It is illegal to fly a drone near an airport. Not only are there security issues, but it's also not safe when there are massive metal tubes filled with people moving at high speeds through the sky. The violating tech was first spotted around 9PM on Wednesday night. There were more than 50 sightings in the span of 24 hours, but it is unclear whether all who reported were seeing the same drone. The Army was deployed to help with the investigation and to assist with any other possible threats. "This is clearly a very serious ongoing incident in which substantial drones have been used to bring about the temporary closure of a major international airport," said transport secretary, Chris Grayling. Around 800 flights in total were cancelled, which affected an estimated 126,000 passengers. "The people who were involved should face the maximum possible custodial sentence for the damage they have done," Grayling added. "The government is doing everything it can to support Sussex police."

The runway reopened early Friday morning, but it takes time to recover from a disruption of that magnitude. Despite the search efforts of around 20 police units, we still don't know who was responsible. The Guardian reports that "military-grade drone tracking and signal jamming machines" were spotted at the airport, but the police would not comment on what efforts they were taking to shoot down the drones, if spotted again. The police were also considering using firearms to blast the robots out of the sky. "Persons of interest" have been identified by the authorities, but names and motives have not been shared with the public. "In terms of motivation there is a whole spectrum of possibilities, from the really high end criminal behaviour all the way down to just individuals trying to be malicious," Assistant Chief Constable Steve Barry said in a statement.

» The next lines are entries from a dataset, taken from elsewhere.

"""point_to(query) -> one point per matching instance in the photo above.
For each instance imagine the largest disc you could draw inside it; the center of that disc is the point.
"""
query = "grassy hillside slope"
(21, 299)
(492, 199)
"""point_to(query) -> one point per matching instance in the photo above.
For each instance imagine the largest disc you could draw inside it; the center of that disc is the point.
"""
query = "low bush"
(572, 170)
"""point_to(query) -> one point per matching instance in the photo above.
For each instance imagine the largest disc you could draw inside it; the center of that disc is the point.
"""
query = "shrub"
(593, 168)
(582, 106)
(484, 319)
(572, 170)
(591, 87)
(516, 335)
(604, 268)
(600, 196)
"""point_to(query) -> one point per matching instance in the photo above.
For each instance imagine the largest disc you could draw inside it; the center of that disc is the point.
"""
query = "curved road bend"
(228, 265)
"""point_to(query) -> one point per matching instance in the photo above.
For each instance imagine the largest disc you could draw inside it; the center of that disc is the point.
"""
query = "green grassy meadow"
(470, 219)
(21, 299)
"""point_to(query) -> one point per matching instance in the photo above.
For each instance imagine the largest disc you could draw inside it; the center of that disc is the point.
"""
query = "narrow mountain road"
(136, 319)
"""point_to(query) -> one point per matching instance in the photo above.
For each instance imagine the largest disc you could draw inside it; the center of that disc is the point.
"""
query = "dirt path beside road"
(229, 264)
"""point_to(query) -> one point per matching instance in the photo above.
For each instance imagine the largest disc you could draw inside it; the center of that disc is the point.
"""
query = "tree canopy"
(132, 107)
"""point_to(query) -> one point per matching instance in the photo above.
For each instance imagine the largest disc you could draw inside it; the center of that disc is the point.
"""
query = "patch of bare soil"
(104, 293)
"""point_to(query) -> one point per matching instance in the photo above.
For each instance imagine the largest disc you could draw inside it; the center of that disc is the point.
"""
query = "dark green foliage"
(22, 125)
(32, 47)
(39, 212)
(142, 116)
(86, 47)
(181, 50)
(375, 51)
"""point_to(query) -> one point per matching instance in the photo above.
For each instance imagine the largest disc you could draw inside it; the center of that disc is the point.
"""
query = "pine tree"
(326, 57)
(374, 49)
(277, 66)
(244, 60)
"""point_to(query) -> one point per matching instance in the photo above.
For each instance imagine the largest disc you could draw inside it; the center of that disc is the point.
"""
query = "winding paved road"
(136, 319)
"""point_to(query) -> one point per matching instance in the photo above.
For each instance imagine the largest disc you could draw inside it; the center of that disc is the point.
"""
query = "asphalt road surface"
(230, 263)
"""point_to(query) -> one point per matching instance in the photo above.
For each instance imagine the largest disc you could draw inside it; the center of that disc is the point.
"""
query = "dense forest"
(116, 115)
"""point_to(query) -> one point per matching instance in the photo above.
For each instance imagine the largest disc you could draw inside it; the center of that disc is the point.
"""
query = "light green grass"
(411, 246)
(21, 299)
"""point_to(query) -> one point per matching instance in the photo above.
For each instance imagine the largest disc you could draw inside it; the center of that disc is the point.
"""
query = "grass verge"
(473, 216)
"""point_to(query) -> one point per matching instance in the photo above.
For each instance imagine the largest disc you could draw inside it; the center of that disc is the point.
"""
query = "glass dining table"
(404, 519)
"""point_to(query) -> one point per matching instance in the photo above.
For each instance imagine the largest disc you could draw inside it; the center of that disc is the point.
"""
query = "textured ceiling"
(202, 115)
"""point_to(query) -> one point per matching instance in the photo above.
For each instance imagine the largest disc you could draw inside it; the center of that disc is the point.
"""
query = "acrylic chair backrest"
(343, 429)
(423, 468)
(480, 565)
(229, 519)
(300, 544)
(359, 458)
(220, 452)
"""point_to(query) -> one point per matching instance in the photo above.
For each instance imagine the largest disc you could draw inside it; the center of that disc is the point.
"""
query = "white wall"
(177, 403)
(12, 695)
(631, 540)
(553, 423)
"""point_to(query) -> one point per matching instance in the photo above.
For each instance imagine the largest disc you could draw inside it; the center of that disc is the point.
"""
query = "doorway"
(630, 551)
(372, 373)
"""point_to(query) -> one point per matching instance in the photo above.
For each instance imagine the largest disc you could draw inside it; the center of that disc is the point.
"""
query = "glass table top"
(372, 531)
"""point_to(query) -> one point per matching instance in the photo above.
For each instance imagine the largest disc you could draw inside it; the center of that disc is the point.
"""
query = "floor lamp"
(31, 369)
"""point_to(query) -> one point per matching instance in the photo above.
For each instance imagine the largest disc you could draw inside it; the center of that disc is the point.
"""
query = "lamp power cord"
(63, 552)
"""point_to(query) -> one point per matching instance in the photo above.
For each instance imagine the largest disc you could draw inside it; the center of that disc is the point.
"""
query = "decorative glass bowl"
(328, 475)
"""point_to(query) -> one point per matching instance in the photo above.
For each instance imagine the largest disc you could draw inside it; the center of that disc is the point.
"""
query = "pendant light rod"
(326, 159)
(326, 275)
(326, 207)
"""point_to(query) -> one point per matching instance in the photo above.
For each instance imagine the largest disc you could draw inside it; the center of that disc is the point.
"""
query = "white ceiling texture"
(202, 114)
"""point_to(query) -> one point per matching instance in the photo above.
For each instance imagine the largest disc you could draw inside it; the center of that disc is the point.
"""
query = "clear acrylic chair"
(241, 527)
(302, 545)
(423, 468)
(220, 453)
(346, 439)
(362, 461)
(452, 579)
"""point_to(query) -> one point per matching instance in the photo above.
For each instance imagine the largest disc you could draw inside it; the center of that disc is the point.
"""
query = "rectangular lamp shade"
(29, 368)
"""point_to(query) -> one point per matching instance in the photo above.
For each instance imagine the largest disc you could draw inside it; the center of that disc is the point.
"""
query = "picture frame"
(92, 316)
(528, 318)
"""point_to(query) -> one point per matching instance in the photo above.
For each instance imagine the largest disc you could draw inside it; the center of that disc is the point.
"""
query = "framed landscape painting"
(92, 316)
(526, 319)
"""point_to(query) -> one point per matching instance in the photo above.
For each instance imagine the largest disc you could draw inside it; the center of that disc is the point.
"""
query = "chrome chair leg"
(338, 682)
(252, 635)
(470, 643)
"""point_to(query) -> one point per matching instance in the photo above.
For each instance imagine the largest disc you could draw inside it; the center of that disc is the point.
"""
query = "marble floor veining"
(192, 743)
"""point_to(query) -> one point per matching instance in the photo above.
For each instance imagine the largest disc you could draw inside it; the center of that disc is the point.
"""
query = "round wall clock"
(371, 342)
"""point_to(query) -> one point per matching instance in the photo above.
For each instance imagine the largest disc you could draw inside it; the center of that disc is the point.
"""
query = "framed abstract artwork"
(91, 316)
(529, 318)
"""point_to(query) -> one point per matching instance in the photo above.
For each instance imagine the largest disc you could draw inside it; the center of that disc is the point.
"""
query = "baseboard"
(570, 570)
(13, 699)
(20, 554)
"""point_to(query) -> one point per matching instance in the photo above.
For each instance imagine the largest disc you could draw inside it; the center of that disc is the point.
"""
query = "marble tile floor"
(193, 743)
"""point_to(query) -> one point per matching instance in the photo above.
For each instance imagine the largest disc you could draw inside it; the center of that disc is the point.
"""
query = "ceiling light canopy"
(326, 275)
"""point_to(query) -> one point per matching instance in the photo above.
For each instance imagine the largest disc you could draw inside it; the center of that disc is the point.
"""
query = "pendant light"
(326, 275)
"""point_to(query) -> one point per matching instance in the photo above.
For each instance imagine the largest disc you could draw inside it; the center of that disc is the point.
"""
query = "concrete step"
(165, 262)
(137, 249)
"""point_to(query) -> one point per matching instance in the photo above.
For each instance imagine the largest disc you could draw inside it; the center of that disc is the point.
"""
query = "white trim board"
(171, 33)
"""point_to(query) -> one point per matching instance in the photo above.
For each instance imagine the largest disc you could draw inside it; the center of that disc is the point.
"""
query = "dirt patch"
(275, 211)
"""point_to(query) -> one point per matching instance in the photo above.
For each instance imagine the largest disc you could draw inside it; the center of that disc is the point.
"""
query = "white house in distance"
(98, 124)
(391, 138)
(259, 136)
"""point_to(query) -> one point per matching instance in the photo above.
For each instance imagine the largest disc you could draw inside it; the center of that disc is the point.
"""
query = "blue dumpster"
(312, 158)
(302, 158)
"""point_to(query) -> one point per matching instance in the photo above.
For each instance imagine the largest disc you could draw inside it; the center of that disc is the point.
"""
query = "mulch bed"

As of now, there is really no way to stop anyone with a drone from entering restricted airspace, so all airports and authorities can do is react. The shut down at Gatwick has further illustrated just how ill-prepared airports are for such a treat. "This is an unprecedented issue," Gatwick's chief executive Chris Woodroofe said after the runway was reopened. "This isn't a Gatwick Airport issue. It's not even a UK issue. It's an international issue. What we need to be doing going forward is work with technology providers and with the Government to enhance our ability to address the risk posed by drones to airports...we have been working with technology providers ourselves for the last 12 months but stood here today, there is no commercially available airport licensed proven technology that I could implement."